Due errori da non ripetere dei mille giorni di Renzi (e dei suoi) a Palazzo Chigi?

«Invertire l’ordine delle priorità per realizzare le riforme: non prima il cosa e poi il perché, semmai il contrario. È l’unico modo per sperare che quelle riforme attecchiscano. Il secondo errore che non farei è quello di accontentarsi di scrivere una buona legge. Il difficile viene dopo, quando deve diventare prassi nella macchina pubblica e nella testa delle persone».

In mille giorni avete fatto molte cose, alcune giuste, altre sbagliate, ma con energia. Eppure al dunque il Paese vi ha puniti. Si è chiesto il perché?

«Abbiamo avuto una sorta di bulimia riformista. Abbiamo voluto affrontare tutte in una volta molte questioni che chiedevano risposte da molto tempo. Purtroppo il consenso oggi è una risorsa scarsa e va maneggiato con cura».

In queste ore il governo Gentiloni sta scrivendo il Documento di economia e finanza per il 2018. Il primo problema è una clausola di salvaguardia da 20 miliardi di euro. Hanno ancora senso i vincoli di Maastricht?

«Le regole sono stupide per definizione, perché tolgono discrezionalità politica, ma non stanno lì per stupidità. Esistono perché in Europa manca la fiducia, ci vogliono più politica e condivisione delle scelte. Se si raggiunge questo obiettivo, le regole diventano secondarie, e le si sottrae alla rigidità di una tecnostruttura».

Nannicini, andiamo sul concreto. Siete contrari all’aumento dell’Iva nella prossima finanziaria?

«Non è questo il momento. Occorre andare avanti con la riduzione delle tasse nei margini concessi dal percorso di consolidamento fiscale e dal recupero di base imponibile, a partire dall’Iva. Per dirla più chiaramente, deve pagare più tasse soprattutto chi oggi le evade».

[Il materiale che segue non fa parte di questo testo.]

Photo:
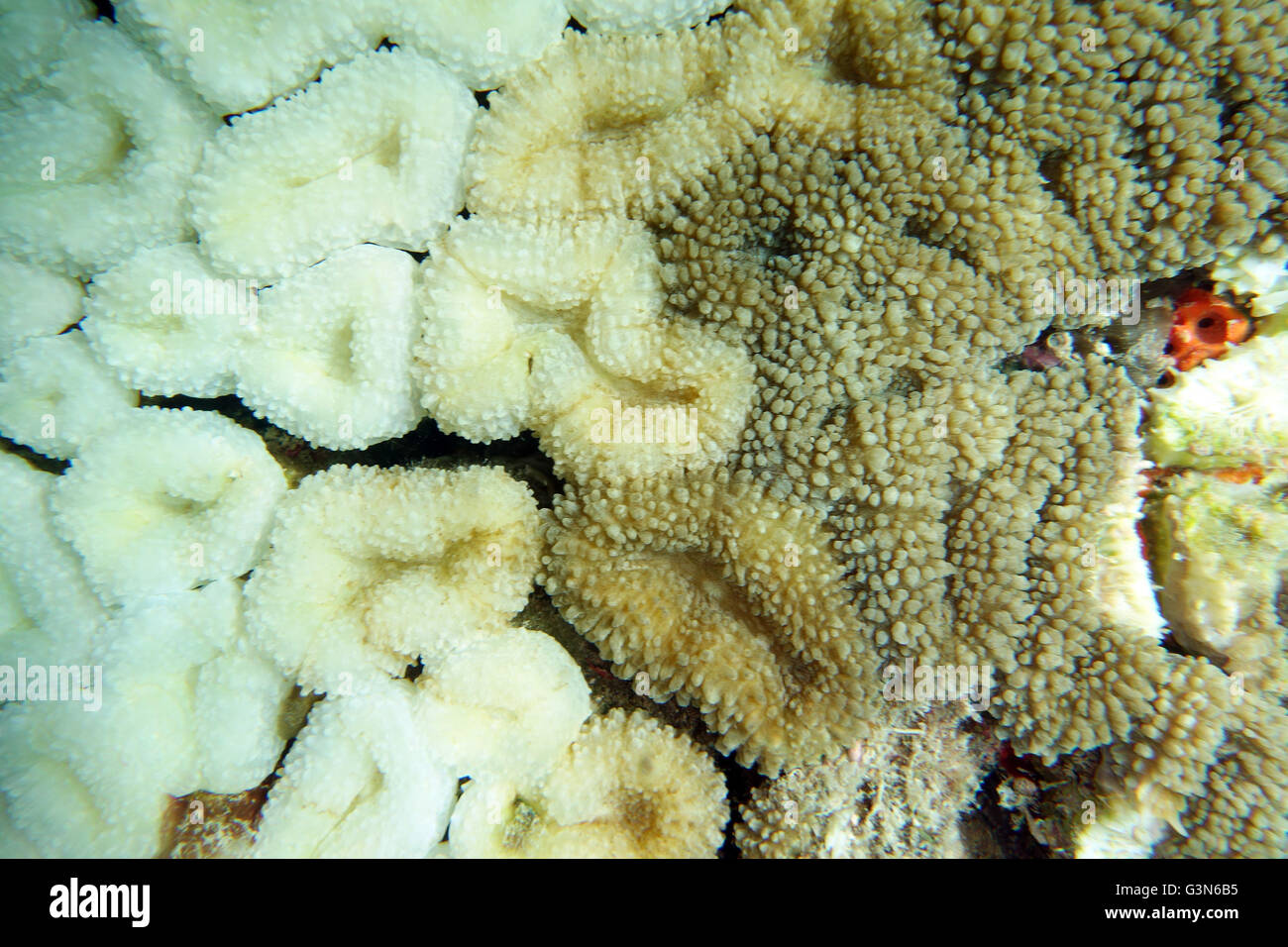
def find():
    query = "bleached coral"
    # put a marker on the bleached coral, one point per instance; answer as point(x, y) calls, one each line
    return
point(35, 302)
point(1220, 554)
point(329, 354)
point(54, 394)
point(555, 329)
point(1263, 277)
point(50, 612)
point(372, 153)
point(167, 322)
point(81, 781)
point(642, 16)
point(94, 162)
point(503, 703)
point(240, 56)
point(629, 788)
point(166, 500)
point(361, 781)
point(30, 35)
point(372, 570)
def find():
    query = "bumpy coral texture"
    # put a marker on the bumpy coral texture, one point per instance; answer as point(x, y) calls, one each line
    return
point(864, 196)
point(372, 153)
point(372, 570)
point(629, 788)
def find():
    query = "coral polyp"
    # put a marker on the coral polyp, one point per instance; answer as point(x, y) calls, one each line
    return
point(514, 428)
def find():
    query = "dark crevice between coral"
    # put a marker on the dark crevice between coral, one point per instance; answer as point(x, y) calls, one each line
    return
point(424, 446)
point(48, 464)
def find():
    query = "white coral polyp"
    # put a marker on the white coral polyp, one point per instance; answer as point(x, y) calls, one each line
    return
point(29, 37)
point(372, 153)
point(98, 783)
point(35, 302)
point(503, 703)
point(642, 16)
point(94, 163)
point(54, 394)
point(167, 500)
point(167, 322)
point(360, 781)
point(253, 53)
point(374, 569)
point(48, 612)
point(329, 356)
point(558, 328)
point(482, 42)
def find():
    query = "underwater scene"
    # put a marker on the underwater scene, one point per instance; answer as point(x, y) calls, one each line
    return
point(643, 429)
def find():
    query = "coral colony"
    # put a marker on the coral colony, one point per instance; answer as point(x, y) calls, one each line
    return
point(482, 429)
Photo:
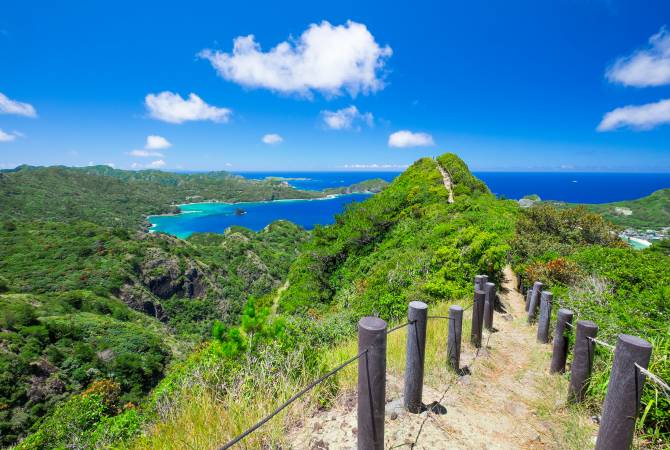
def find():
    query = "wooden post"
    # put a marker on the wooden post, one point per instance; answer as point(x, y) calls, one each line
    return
point(480, 282)
point(371, 383)
point(534, 301)
point(454, 337)
point(622, 401)
point(545, 317)
point(582, 362)
point(560, 353)
point(477, 318)
point(417, 315)
point(489, 305)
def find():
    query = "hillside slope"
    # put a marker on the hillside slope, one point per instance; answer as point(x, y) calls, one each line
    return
point(407, 242)
point(123, 198)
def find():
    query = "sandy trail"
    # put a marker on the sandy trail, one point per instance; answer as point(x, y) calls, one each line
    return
point(493, 408)
point(448, 184)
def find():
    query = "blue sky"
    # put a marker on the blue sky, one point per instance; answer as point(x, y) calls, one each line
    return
point(516, 85)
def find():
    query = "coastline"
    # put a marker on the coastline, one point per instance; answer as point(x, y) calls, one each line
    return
point(152, 228)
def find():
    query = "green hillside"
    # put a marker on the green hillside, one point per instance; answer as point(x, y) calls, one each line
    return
point(274, 305)
point(652, 211)
point(402, 244)
point(78, 290)
point(123, 198)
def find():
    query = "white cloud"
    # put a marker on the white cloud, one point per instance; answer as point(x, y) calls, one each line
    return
point(375, 166)
point(325, 58)
point(640, 117)
point(170, 107)
point(406, 138)
point(346, 118)
point(9, 106)
point(646, 67)
point(156, 164)
point(156, 142)
point(272, 138)
point(146, 154)
point(6, 137)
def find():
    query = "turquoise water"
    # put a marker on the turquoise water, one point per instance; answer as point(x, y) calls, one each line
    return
point(216, 217)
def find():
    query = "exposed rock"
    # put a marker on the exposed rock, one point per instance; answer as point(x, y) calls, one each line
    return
point(161, 273)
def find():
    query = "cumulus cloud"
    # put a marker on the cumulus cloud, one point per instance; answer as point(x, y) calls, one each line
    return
point(146, 154)
point(272, 138)
point(156, 164)
point(6, 137)
point(9, 106)
point(640, 117)
point(346, 118)
point(156, 142)
point(646, 67)
point(406, 138)
point(170, 107)
point(375, 166)
point(325, 58)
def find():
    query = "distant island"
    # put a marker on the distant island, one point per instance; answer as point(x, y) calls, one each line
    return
point(644, 220)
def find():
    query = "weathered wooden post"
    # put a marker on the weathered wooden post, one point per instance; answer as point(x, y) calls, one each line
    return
point(371, 383)
point(417, 316)
point(545, 317)
point(560, 352)
point(534, 301)
point(622, 401)
point(582, 362)
point(454, 336)
point(480, 282)
point(489, 305)
point(477, 318)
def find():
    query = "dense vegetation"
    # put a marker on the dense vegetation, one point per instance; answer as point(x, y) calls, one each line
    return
point(652, 211)
point(54, 345)
point(121, 198)
point(404, 243)
point(576, 254)
point(90, 306)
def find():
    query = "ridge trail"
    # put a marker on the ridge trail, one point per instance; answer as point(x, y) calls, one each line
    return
point(509, 401)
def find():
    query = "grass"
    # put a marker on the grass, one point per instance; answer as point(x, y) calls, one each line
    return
point(207, 418)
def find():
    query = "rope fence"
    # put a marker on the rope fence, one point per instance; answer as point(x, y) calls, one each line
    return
point(629, 371)
point(306, 389)
point(372, 337)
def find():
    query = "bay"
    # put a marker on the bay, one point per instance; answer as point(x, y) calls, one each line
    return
point(576, 187)
point(216, 217)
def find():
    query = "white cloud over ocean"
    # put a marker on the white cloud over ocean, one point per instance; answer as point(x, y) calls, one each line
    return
point(645, 67)
point(637, 117)
point(172, 108)
point(325, 58)
point(9, 106)
point(272, 139)
point(346, 118)
point(406, 138)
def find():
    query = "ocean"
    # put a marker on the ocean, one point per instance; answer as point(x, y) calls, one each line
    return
point(573, 187)
point(568, 187)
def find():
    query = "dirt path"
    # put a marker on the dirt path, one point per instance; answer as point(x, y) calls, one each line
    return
point(508, 402)
point(447, 182)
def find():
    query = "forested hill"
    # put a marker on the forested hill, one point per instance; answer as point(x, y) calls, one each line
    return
point(647, 212)
point(113, 197)
point(405, 243)
point(278, 308)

Al Lingotto proporrete di abbassare l’Irpef ai più giovani. È così?

«È solo uno dei tanti temi di cui discuteremo. Io e Filippo Taddei abbiamo rielaborato una vecchia idea che propone una doppia progressività: oggi le tasse aumentano in base al reddito, ma potrebbero aumentare anche in base all’età anagrafica. Ciò non significa che i più anziani debbano pagare più di quanto non paghino oggi».

Non sembra una proposta popolare, ne è consapevole?

«Non sono d’accordo. In Italia non c’è solo un problema di equità generazionale, ma come in passato ha fatto notare Mario Draghi il nostro è l’unico Paese fra quelli industrializzati in cui i salari crescono esponenzialmente fino all’età della pensione. In tutto il resto del mondo ad un certo punto della vita lavorativa iniziano a decrescere».